A new record high-speed rug-pull - less than six hours to yield more than 30ETH, or over $100K. Note how the security of these "smart contracts" depends upon fallible humans "auditing" them for vulnerabilities. Log4j shows how well this works in the real world.

David. said...

Giacomo De Nicola's abstract for On the Intraday Behavior of Bitcoin reveals that:

"our most interesting finding is the unusual presence of significant negative first-order autocorrelation of returns calculated on medium-frequency timeframes, such as one, two and four hours, signaling the presence of systematic mean reversion. It is also found that larger price movements lead to stronger reversals, in percentage terms. We finally point out the potential exploitability of the phenomenon by implementing a basic algorithmic trading strategy and retroactively applying it to the data. We explain the findings mainly through (i) investor and trader overreaction, (ii) excess volatility and (iii) cascading liquidations due to excessive use of leverage by market participants."

David. said...

Jemima Kelly has the good news for Bitcoin in Crypto is crashing but it’s all going to be OK, OK?:

"Bitcoin, the king of the land, is changing hands at just over $33,000 — about 51 per cent down from the record high it reached in November.
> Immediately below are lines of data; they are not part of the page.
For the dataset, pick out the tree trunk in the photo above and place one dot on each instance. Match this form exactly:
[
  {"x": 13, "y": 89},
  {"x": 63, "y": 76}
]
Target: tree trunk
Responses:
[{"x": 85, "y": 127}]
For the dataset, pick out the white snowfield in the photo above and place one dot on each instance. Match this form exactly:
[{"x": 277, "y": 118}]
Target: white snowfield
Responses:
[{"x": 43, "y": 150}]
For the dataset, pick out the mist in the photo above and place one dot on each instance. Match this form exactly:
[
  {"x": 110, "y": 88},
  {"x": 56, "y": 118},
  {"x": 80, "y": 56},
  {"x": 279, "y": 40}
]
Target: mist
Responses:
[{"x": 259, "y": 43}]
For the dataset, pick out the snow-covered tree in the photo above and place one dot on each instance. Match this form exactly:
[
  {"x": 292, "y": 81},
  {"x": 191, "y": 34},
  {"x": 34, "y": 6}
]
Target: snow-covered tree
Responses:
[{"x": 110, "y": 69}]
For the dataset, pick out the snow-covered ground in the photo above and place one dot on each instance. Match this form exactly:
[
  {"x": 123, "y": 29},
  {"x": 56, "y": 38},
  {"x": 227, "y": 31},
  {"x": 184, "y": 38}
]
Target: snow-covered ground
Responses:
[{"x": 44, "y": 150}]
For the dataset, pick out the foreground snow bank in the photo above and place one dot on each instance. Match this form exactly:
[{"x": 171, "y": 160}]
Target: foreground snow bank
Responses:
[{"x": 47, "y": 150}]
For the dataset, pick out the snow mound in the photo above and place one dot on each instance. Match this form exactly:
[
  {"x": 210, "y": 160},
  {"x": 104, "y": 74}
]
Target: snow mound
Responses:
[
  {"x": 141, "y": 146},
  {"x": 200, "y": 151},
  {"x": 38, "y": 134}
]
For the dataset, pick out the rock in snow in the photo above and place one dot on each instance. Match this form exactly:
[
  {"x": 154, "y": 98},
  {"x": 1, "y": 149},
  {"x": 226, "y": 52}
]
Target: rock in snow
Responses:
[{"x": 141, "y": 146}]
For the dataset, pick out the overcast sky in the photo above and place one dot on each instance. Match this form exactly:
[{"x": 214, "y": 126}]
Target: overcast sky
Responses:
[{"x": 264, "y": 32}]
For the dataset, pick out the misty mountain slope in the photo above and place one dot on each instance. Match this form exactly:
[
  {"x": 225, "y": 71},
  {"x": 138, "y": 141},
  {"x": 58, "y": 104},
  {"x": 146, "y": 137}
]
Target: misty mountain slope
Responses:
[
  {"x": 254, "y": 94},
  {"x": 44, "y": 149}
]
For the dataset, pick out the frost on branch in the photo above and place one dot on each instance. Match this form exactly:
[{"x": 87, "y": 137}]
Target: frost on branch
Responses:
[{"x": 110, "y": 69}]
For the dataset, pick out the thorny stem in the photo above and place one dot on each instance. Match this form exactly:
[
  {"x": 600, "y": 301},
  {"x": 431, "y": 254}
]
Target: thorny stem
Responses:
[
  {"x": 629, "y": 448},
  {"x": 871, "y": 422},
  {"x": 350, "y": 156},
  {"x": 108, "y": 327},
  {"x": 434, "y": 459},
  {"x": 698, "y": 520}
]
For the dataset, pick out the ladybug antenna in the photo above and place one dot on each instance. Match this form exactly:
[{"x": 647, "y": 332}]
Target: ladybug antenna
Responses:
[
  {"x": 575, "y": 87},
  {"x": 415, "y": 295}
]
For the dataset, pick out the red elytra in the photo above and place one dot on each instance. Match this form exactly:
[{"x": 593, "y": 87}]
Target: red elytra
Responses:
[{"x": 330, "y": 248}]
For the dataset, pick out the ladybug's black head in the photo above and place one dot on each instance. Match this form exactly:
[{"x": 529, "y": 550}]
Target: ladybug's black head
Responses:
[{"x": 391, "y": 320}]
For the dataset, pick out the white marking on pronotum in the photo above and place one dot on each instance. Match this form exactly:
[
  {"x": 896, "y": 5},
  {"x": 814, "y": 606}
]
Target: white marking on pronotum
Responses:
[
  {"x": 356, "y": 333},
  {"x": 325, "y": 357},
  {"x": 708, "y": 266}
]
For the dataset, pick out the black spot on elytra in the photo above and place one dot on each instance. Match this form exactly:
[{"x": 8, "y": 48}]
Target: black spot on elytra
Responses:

Ethereum, the wise sage, is trading around $2,200 — about 54 per cent down since November. Dogecoin, the court jester, is under 13 cents, having lost 82 per cent since May. Meanwhile Elon Musk, the omnipotent technoking, is throwing around terms like “crypto scammers” as if Tesla hadn’t bought $1.5bn of bitcoin; or the car company wasn’t accepting Doge as a form of payment."

David. said...

Sohale Andrus Mortazavi jeremiad Cryptocurrency Is a Giant Ponzi Scheme is a good overview:

"Given that cryptocurrencies don’t produce anything of material value, this enormous waste of resources renders the whole enterprise a negative-sum game. Investors can only cash out by selling their coins to other investors — but only after the miners and various cryptocurrency service providers take the house’s rake. In other words, investors cannot — in the aggregate — cash out for even what they put in, as cryptocurrencies are inefficient by design."

And:

"Going after fly-by-night stablecoin issuers will devolve into a hopeless game of whack-a-mole. The only real solution is to ban the trade of private cryptocurrencies entirely. We cannot stop foreign actors from issuing unbacked stablecoins and manipulating crypto prices on unregulated exchanges. But we can make it illegal to sell cryptocurrencies on banked exchanges, such as Coinbase, operating entirely legally while they cash people out of the Ponzi scheme."

David. said...

Via Yves Smith we find Adam Levitin's What Happens If a Cryptocurrency Exchange Files for Bankruptcy?. They are both well worth reading, but Levitin's conclusion sums it up:

"The big point here is the if you are a customer of a cryptocurrency exchange, you risk being a general unsecured creditor of the exchange if it should file for bankruptcy. It doesn’t matter that the exchange’s contract with you says that you “own” the currency. That’s not determinative of what will happen in bankruptcy. If you’re a cryptocurrency exchange customer you’re actually in a worse position than if you dealt with a traditional financial institution for a bank deposit or security, as the exchange is not regulated for safety-and-soundness and there’s no insurance protecting your assets."